Thankfully I make it to the room without encountering anyone. Open suitcases are strewn about near the bed. I stagger towards the vanity. Marilyn’s makeup bag
is wide open. I sit down and take the scarf off my head.
I’m looking at a blonde Alice. The yellow paint is drying, crusted on my hair, and it smells awful. It has covered nearly all of my head. My blondness isn’t fatally seductive; it’s slightly sad. I look like an actress now; I decide that I will act the part of a woman who is betrayed by a man and chooses a tragic end.

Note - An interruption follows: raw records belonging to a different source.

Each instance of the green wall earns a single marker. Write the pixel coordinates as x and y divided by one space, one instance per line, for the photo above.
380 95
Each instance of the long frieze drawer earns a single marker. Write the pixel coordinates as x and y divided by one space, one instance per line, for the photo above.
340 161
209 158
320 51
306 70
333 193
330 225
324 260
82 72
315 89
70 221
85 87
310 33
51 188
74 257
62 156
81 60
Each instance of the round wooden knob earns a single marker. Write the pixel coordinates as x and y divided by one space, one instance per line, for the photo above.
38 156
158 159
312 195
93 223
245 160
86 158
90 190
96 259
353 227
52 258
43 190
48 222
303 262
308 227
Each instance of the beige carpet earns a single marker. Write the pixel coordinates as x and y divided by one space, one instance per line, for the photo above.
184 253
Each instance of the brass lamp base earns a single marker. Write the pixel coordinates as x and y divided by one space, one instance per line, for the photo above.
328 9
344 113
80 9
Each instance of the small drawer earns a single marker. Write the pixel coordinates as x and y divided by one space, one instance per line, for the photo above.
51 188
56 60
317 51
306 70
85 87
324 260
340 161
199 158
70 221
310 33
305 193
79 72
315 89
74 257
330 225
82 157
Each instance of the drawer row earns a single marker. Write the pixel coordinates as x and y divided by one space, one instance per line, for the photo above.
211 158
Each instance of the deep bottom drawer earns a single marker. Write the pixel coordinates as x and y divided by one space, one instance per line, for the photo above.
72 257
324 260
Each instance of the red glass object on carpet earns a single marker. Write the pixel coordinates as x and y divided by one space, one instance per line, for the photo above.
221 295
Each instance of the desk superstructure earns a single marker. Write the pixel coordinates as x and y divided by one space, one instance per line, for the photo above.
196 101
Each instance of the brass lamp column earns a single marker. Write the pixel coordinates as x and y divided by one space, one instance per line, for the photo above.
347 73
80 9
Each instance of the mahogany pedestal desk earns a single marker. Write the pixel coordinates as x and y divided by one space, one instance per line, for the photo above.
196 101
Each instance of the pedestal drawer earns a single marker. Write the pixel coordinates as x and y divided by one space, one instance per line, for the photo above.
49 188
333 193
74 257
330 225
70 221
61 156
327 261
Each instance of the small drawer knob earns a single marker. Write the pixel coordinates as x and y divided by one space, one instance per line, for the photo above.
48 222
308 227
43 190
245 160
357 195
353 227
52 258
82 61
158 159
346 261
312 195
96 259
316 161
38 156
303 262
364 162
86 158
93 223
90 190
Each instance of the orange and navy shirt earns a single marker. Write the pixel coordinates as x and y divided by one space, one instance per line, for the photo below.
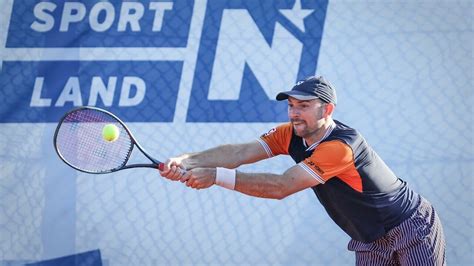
357 189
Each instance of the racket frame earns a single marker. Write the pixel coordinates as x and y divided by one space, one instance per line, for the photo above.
134 143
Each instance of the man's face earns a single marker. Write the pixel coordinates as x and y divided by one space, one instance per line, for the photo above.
306 116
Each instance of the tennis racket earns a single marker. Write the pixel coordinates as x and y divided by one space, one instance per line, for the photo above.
79 142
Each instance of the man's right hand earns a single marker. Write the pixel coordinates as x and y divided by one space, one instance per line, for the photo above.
174 169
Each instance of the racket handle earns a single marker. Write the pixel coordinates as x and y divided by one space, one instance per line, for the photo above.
161 166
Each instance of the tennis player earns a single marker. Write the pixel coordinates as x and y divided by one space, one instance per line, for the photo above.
388 222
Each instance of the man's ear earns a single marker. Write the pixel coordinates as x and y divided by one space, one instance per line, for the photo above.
329 109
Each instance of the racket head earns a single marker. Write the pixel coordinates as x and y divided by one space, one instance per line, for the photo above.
79 143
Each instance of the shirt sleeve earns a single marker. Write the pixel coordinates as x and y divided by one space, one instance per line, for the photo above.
276 140
329 159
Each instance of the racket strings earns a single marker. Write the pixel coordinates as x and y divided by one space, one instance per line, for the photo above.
80 142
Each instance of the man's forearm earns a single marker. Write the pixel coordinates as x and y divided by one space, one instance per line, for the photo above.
262 185
222 156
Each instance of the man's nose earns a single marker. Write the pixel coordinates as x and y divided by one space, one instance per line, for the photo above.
293 112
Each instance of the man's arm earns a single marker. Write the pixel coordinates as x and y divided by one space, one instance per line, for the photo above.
262 185
228 156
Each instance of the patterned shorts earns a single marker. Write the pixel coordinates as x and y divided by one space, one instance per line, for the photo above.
419 240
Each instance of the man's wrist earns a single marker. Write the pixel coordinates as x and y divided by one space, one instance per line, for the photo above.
225 177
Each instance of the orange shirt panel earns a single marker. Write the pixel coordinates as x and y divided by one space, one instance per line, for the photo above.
278 139
335 158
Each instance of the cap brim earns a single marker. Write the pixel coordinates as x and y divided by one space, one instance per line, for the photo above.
295 94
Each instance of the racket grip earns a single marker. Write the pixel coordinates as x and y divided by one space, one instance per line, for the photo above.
161 166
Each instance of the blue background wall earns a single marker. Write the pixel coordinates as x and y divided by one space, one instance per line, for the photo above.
189 75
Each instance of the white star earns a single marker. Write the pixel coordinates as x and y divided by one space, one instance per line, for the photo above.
297 15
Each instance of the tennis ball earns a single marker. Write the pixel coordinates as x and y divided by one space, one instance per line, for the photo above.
110 132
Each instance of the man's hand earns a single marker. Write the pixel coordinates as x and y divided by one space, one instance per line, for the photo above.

I rummage through the bag for lipstick. I find a tangle of perfume and makeup and high-end brushes made of weasel fur. I take out a red lipstick and smear it on crookedly. It’s bold and beautiful. But now I don’t like how my face looks. I find two boxes of Coty powder. One is the real thing and the other, as I expected, is filled with phenobarbital pills.
I take them out and move to the bed. The small messengers of death are snug in my palm. They’ll coast through my bloodstream, singing and dancing all night long, until I fall asleep. Around their last dance, my soul will say goodbye to my body. I spot a glass of whiskey next to the bed. I drink some down. My mouth is on fire. I bring the pills to my lips.
“Alice?”
I flinch and drop the pills, and they thud onto the floor like bullets. I turn around. Marilyn is standing right behind me, looking surprised. Our mouths hang open as we stare at one other.
I recover quickly. “Oh, I’m sorry. I was trying to clean up but I made more of a mess.” I kneel on the floor, trying to hide my flustered state, and pick up the pills.
Marilyn hurries to bend over and help. Hunching over in her sparkling white dress, she looks like a pretty trumpet-shaped shell. She keeps stealing glances at me.
I put the pills back into the sweet-smelling Coty box.
“And your hair!” Marilyn exclaims.
“What do you think? Do you think I look a little more like you?”
She tugs at me and drags me to the mirror. It looks like I’m wearing a broom. Or maybe the sun. Marilyn opens her mouth and closes it, studying me quizzically, before bursting into a gale of laughter.